2. The insertion assisting tool comprising: a multi-lumen tube having a tip end surface, a base end surface and an outer peripheral surface; and a balloon attached to an outer periphery of a tip end portion of the multi-lumen tube, wherein

the multi-lumen tube has an opening at a position of the outer peripheral surface where the balloon is disposed, so as to communicate the outer peripheral surface with the fluid tube in the multi-lumen tube, and

the fluid tube is closed on the tip end side than a position of the opening.

3. An insertion assisting tool comprising: a multi-lumen tube including a tip end surface, a base end surface and an outer peripheral surface; and a balloon attached to an outer periphery of a tip end portion of the multi-lumen tube, wherein

the multi-lumen tube has an opening on the base end surface side than a position of the outer peripheral surface where the balloon is disposed, so as to communicate the outer peripheral surface with the fluid tube in the multi-lumen tube, and

the fluid tube is closed on the tip end side than a position of the opening.

4. The insertion assisting tool according to claim 2, wherein the fluid tube is closed by pressing the tube of the multi-lumen tube from the outside and by subjecting the tube to a heat processing.

5. The insertion assisting tool according to claim 3, wherein the fluid tube is closed by pressing the tube of the multi-lumen tube from the outside and by subjecting the tube to a heat processing.

6. The insertion assisting tool according to claim 2, wherein the fluid tube is closed at a fixing position where a tip end of the balloon is fixed.

7. The insertion assisting tool according to claim 3, wherein the fluid tube is closed at a fixing position where a tip end of the balloon is fixed.

8. The insertion assisting tool according to claim 6, wherein the outer peripheral surface is provide with a concave portion at a position where the fluid tube is closed, and the concave portion locates at the fixing position where the tip end of the balloon is fixed.

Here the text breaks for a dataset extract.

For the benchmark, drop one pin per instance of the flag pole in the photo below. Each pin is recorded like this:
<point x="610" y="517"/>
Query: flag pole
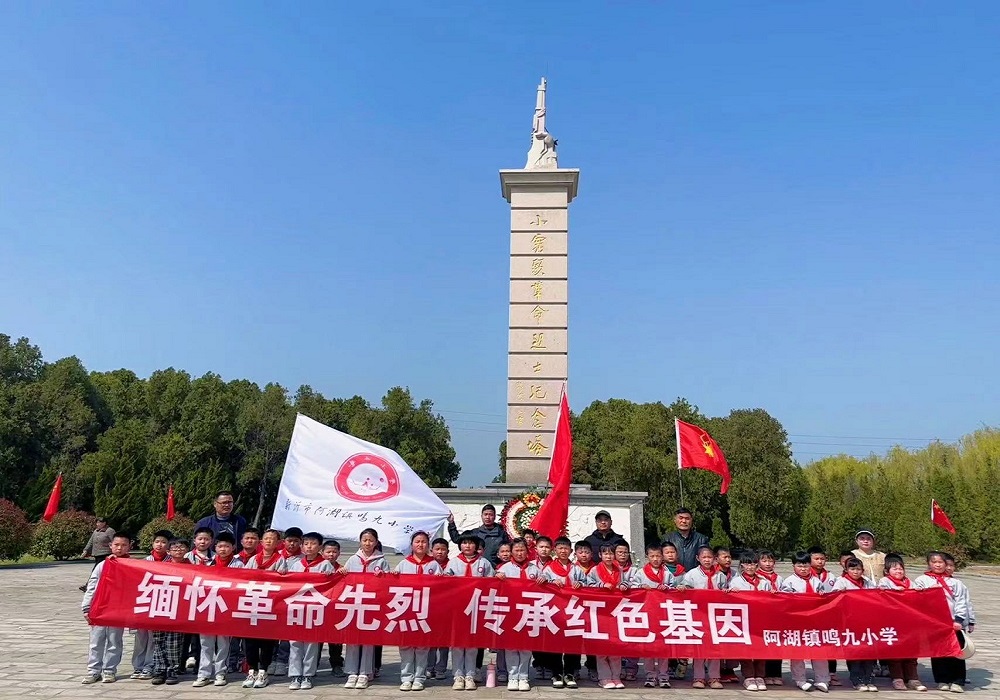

9. The insertion assisting tool according to claim 7, wherein the outer peripheral surface is provide with a concave portion at a position where the fluid tube is closed, and the concave portion locates at the fixing position where the tip end of the balloon is fixed.

10. The insertion assisting tool according to claim 3, wherein the position where the fluid tube is closed locates on the base end surface side than the position where the balloon is disposed.

11. The insertion assisting tool according to claim 3, wherein the opening has an elongated shape, and a longitudinal direction of the elongated shape is along an axial direction of the fluid tube.

12. The insertion assisting tool according to claim 11, wherein the multi-lumen tube has a plurality of openings with an interval along the fluid tube.

13. The insertion assisting tool according to claim 11, wherein an opening area of the opening larger than a sectional area of the fluid tube along a direction perpendicular to the axial direction of the fluid tube.

14. The insertion assisting tool according to claim 11, wherein an edge of the opening is subjected to a chamfer processing.